The first few paragraphs are below. Finish reading it on The National’s website, and then come on back to comment.
All for None
What’s wrong with Lebanon? Nearly four months after a landmark election handed the western-backed March 14 coalition a victory over the opposition alliance of Hizbollah, Amal and the Free Patriotic Movement, all efforts to form a government have failed. Rather than taking advantage of his coalition’s victory by putting together a cabinet composed exclusively of his own allies, prime minister-designate Saad Hariri has spent weeks coaxing and cajoling the opposition to join him in a national unity government, in which they would wield significant power.
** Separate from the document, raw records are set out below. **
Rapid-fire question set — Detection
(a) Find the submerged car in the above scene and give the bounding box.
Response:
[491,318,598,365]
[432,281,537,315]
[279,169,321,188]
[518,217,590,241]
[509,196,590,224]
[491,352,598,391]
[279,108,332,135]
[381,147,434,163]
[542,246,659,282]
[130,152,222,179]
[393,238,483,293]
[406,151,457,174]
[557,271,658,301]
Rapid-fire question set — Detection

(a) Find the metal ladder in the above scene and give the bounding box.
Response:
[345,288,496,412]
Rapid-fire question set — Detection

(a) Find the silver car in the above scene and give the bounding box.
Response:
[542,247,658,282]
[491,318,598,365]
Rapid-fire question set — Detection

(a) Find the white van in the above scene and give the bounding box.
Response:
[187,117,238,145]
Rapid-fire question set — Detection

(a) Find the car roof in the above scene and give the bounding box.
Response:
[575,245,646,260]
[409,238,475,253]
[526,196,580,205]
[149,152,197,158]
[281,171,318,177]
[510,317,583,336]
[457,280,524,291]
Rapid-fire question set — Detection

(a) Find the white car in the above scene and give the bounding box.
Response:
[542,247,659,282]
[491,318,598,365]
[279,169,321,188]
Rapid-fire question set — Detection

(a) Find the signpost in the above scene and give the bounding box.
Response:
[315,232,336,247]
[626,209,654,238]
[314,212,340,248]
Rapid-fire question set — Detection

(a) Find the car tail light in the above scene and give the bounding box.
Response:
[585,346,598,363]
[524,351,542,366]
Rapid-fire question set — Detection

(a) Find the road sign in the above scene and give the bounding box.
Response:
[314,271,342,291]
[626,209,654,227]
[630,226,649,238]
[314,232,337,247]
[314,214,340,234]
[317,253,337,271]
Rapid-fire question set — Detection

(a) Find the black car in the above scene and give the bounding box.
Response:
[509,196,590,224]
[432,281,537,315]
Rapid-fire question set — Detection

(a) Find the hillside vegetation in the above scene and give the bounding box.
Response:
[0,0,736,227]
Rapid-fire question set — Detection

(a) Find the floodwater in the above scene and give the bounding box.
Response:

His reasons for doing so are manifold. On the one hand, his coalition no longer commands a clear majority in parliament, due to the recent defection of the mercurial Druze leader Walid Jumblatt. At the same time, there are the wishes of an important regional ally to consider: Saudi Arabia, which is believed to be courting Syrian co-operation in Iraq in exchange for prodding its Lebanese dependants, the March 14 coalition, into a power-sharing arrangement with Hizbollah. Most importantly, Hariri seems determined to avoid a return to the polarisation of the previous parliamentary term, during which the opposition, demanding more power, quit the government and went on to paralyse the country with massive demonstrations, strikes and an 18-month downtown sit-in.
The opposition’s objective then, as it is now, was to replace the majority cabinet with a national unity government in which it would have veto power over important legislation. Appealing to the timeworn argument that Lebanon cannot be ruled by simple majorities because of its diverse sectarian make-up, leaders like Hassan Nasrallah and Michel Aoun have insisted on transforming the principle of consensual decision-making from an abstract desideratum into a practical necessity.
While March 14 figures have publicly insisted on upholding their prerogative to form a majority cabinet, they too have quietly accepted the idea of sharing power by virtue of a face-saving compromise, the so-called “15-10-5 formula”. Under this arrangement, March 14 would control half the seats of a 30-member cabinet; the opposition would control 10 seats (one short of the votes required to veto major legislation); and the President, Michel Suleiman, would appoint the last five ministers, with the understanding that one of them would be free to vote with the opposition on major, “life-and-death” issues (such as the matter of Hezbollah’s weapons).
The fact that even the majority parties have been more interested in trying to get the best deal they can under this framework, rather than questioning its legitimacy in the first place, betrays their belief – to paraphrase Churchill – that while consensual democracy may be the worst form of government, it is better than all the others.